Even so, his April 16 lecture at the Walsh Library saw dozens sitting on the floor and dozens more standing in the back of the Flom Auditorium.
Sen is an economist, but his appearance attracted students of philosophy, music, and business, as well as students from other area colleges. His work on poverty, gender inequality, Indian history, and philosophy all played a role in his talk, “Why Do We Tolerate Poverty in a Rich World?”
Sen said he first encountered poverty as a child when the Bengal Famine of 1943 filled the region’s streets with the starving. Of the many horrors he witnessed, none struck him more than when he gave a banana to an “extremely emaciated woman with a severely skinny child on her lap.” The woman instinctively put the banana in her mouth before spitting it out, bursting into a piercing cry, and then giving the banana to her child.
“We’re no longer human beings,” she told Sen. “Our instincts are worse than animals.”
Sen said the instinctual inhumanity on the part of the starving is mirrored by an inhumanity within middle and upper classes capable of ignoring the situation.
“How do so many secure people come to terms with the gruesomeness surrounding them?” he asked.
He said that ignorance certainly helps alleviate responsibility for some. But there are others who believe that humans are “basically self-centered creatures” and that those hoping for change are “hopelessly romantic.”
Those who accept the “hypothesis of intractability” should be reminded that massive-scale poverty was brought under control in Europe, Asia, the United States, and more recently in Latin America, he said.
Even though India’s average income today is about five times what it was under the British Raj, the poverty is far more intense, he said. Despite the fact that 300 million people make up a thriving middle class, the country still lags in providing education and healthcare to its citizens.
“There is very little understating how out-of-line India is compared to other developing nations,” he said.
Many blame the country’s ancient caste system, he said. (When a caste system in the Indian state of Kerala was upended after protests spurred changes, the state developed some of the best benefits in education and healthcare in the country.)
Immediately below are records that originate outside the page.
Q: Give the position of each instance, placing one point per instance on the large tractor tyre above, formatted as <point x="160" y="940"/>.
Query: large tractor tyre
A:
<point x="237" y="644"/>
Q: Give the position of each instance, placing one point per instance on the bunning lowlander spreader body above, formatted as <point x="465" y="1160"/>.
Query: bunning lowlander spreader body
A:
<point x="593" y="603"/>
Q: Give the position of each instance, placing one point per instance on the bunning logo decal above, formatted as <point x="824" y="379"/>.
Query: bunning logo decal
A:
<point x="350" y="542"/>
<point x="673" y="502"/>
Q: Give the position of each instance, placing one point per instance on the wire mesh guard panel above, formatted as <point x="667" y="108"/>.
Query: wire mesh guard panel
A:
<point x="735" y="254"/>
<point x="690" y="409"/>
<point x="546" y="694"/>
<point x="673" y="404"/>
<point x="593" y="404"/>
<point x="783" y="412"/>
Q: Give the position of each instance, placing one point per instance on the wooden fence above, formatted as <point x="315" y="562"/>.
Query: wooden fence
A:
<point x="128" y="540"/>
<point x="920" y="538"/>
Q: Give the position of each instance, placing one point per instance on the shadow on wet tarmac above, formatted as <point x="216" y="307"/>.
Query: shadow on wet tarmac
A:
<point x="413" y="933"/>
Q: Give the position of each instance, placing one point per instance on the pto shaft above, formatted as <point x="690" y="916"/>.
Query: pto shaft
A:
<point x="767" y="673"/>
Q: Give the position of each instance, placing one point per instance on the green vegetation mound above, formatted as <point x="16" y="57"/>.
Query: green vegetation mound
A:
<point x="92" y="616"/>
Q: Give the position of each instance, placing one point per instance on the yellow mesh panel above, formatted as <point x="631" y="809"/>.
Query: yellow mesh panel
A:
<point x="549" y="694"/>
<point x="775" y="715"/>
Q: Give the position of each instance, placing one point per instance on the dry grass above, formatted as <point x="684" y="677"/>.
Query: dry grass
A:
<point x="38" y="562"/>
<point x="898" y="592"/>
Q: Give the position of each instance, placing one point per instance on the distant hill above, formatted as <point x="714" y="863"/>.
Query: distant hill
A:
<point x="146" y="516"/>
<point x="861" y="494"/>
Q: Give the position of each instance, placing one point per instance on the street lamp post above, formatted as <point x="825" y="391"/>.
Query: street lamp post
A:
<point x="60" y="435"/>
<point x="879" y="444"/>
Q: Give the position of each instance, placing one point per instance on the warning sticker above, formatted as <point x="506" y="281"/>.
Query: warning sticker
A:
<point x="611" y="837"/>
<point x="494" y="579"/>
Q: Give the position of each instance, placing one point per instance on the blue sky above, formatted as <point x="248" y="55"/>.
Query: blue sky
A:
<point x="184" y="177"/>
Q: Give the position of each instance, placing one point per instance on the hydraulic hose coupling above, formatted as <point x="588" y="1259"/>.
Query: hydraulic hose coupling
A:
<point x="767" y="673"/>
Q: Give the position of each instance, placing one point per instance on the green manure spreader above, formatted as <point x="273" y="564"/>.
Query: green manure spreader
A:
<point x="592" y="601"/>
But such a conclusion would be inadequate, he said, as the impact of the traditional caste system is “contingent on the nature of the politics of development.”
The caste system, however, has muddied the focus of public reasoning, he said—for which he laid a lion’s share of the blame on the mainstream national media.
“The silence of the media on the persistence of deprivation has been deafening,” he said. “It has played a gigantic role in keeping India grossly uninformed.”
He said that with India being the world’s largest democracy, media coverage of the problem is key to solving the problem. But coverage has been “distorted” as newspapers grumble about handouts and include angry reproaches on “fiscal irresponsibility.” Sen’s own economic analysis concludes that more subsidies go toward the rich than to the poor.
“As media denounces subsidies to the poor, the country has missed out on the lessons of the so-called Asian experiences,” he said. “India is falling behind in living conditions even as it overtakes its competition in growth.”
He noted that Japan and South Korea made skillful use of advancements in education and healthcare to bring economic growth to their countries. And China can address issues like healthcare with breathtaking speed using a totalitarian approach, he said. As a democracy, India can and should make the case for change to its millions of voters.
“There is nothing authoritarian about providing healthcare, and it’s the practice of democracy that will allow us to analyze it,” he said. “India is a democracy. When the problems are harder to understand, they need to be focused on by the media, and that’s critical.”